Hayes asserted that the Fed’s decision to cut rates by 50 basis points might be aimed at bolstering support for Vice President Kamala Harris as she eyes a potential presidential run.

Speaking at Token2049 in Singapore on September 18, Hayes speculated that key figures in the Fed such as Federal Reserve Chair Jerome Powell and Treasury Secretary Janet Yellen are attempting to manipulate the financial market to influence voters.

I have a macro view that Jerome Powell and Janet Yellen want to juice financial markets to help Kamala Harris win the election,” Hayes remarked during the Token2049 event.

Disconnect Between Economic Conditions and Policy

Many market analysts have questioned the logic behind decreasing the interest rates at a time when the inflation rate is increasing due to excessive government spending.

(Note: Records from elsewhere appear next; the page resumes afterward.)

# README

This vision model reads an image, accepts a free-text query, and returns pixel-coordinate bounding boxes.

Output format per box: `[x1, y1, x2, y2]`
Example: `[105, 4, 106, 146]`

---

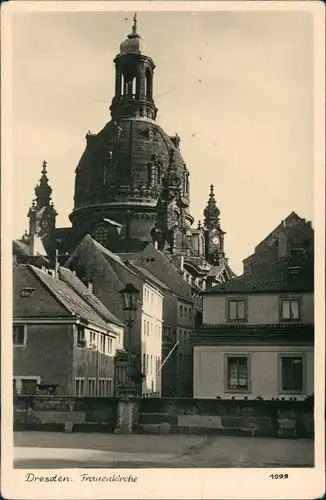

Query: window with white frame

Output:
[226, 356, 249, 391]
[77, 325, 86, 348]
[12, 325, 27, 346]
[98, 378, 105, 396]
[281, 355, 303, 392]
[106, 378, 113, 397]
[281, 298, 300, 321]
[89, 332, 96, 348]
[88, 377, 95, 396]
[75, 377, 85, 396]
[228, 299, 247, 321]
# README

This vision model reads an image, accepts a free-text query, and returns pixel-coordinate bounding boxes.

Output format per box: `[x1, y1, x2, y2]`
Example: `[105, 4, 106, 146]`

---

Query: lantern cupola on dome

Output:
[120, 14, 144, 55]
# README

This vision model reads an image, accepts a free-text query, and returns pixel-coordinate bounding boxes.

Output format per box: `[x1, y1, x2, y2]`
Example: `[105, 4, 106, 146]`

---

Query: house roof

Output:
[121, 243, 193, 302]
[65, 234, 125, 321]
[28, 266, 108, 329]
[203, 253, 314, 294]
[125, 260, 172, 292]
[59, 267, 124, 326]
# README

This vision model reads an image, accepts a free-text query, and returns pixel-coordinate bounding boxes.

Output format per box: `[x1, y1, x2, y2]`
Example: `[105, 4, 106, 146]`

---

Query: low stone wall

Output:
[14, 396, 314, 438]
[139, 398, 314, 438]
[14, 396, 119, 432]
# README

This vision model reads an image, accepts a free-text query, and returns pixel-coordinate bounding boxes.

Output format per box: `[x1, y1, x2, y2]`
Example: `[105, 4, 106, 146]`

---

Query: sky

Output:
[11, 7, 313, 274]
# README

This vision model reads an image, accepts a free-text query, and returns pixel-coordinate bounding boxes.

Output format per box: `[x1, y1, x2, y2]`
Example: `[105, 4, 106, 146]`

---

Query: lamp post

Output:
[115, 283, 139, 434]
[120, 283, 139, 392]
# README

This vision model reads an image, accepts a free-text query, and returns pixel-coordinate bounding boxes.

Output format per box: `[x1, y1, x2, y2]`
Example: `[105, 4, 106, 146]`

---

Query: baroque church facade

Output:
[13, 15, 235, 397]
[19, 15, 234, 289]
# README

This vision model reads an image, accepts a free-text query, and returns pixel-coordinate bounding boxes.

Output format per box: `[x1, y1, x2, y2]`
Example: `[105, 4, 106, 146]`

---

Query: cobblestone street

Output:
[14, 431, 314, 468]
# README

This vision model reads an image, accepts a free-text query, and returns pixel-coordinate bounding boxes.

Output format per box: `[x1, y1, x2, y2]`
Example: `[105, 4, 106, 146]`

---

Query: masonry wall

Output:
[14, 396, 314, 439]
[13, 324, 74, 394]
[203, 293, 314, 325]
[194, 345, 314, 400]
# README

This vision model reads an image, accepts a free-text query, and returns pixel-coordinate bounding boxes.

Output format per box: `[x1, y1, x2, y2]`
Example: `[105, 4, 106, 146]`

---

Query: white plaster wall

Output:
[203, 293, 314, 325]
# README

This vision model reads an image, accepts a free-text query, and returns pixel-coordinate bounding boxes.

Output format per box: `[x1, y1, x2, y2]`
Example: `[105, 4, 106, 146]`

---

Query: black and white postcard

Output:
[1, 1, 325, 500]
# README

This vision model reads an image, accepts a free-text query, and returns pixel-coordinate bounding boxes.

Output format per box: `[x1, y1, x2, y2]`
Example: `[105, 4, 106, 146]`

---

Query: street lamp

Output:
[120, 283, 140, 392]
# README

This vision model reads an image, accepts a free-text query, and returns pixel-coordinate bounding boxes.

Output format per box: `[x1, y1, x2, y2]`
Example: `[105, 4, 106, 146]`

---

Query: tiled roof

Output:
[125, 261, 171, 291]
[65, 234, 125, 321]
[29, 266, 108, 329]
[203, 254, 314, 294]
[119, 243, 192, 301]
[59, 267, 124, 326]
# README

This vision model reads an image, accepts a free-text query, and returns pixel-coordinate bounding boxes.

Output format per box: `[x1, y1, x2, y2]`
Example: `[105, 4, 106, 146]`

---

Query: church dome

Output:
[74, 117, 186, 211]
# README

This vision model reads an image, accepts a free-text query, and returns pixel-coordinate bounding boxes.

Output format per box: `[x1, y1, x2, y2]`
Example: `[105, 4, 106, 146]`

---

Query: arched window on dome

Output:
[92, 223, 108, 247]
[145, 68, 153, 100]
[148, 163, 161, 186]
[120, 73, 125, 96]
[183, 168, 189, 196]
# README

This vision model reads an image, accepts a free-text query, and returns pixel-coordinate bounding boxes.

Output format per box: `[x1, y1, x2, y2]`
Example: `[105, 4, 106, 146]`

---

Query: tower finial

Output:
[132, 12, 137, 35]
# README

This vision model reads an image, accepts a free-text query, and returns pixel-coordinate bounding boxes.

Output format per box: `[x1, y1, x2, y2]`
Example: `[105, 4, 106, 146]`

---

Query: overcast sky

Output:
[12, 7, 313, 273]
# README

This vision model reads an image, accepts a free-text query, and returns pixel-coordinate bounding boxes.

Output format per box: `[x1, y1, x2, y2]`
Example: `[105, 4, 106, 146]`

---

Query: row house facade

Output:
[65, 235, 164, 397]
[13, 264, 124, 396]
[192, 249, 314, 400]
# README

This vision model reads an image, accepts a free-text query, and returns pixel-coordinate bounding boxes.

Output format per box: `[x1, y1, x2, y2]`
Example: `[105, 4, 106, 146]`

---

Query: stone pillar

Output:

Hayes pointed out a concerning gap between the Fed’s rate cut and the prevailing economic indicators in the United States arguing that the decrease in interest rates was counterintuitive.

The rate cut is a bad idea because inflation is still an issue in the U.S., with the government being the biggest contributor to sticky price pressures,” he explained.

Hayes also emphasized that the move to make borrowing cheaper could only worsen inflationary pressures instead of alleviating them.

I believe they’re trying to get markets to go even higher, to make people feel even wealthier as they go into the ballot box in November,” he stated, warning that this act could come at the expense of long-term economic stability.

Implications for Traditional and Crypto Markets

The immediate market reaction to the Fed’s move was positive, with crypto markets gaining approximately $100 billion, and Bitcoin’s price spiking to $62,500 – a three week high. However, Hayes warned that the initial surge might just be a flash in the pan.

I think it’s the calm before the storm,” Hayes said, suggesting that risk assets, including cryptocurrencies, could crash a few days after the first Fed rate cut as traditional markets close out for the week.

Hayes further highlighted the potential for the rate cut to disrupt international markets, especially with the yen. Historically, a narrowing interest rate differential between the U.S. and Japan always strengthens the yen and triggers a wave of risk aversion in global markets.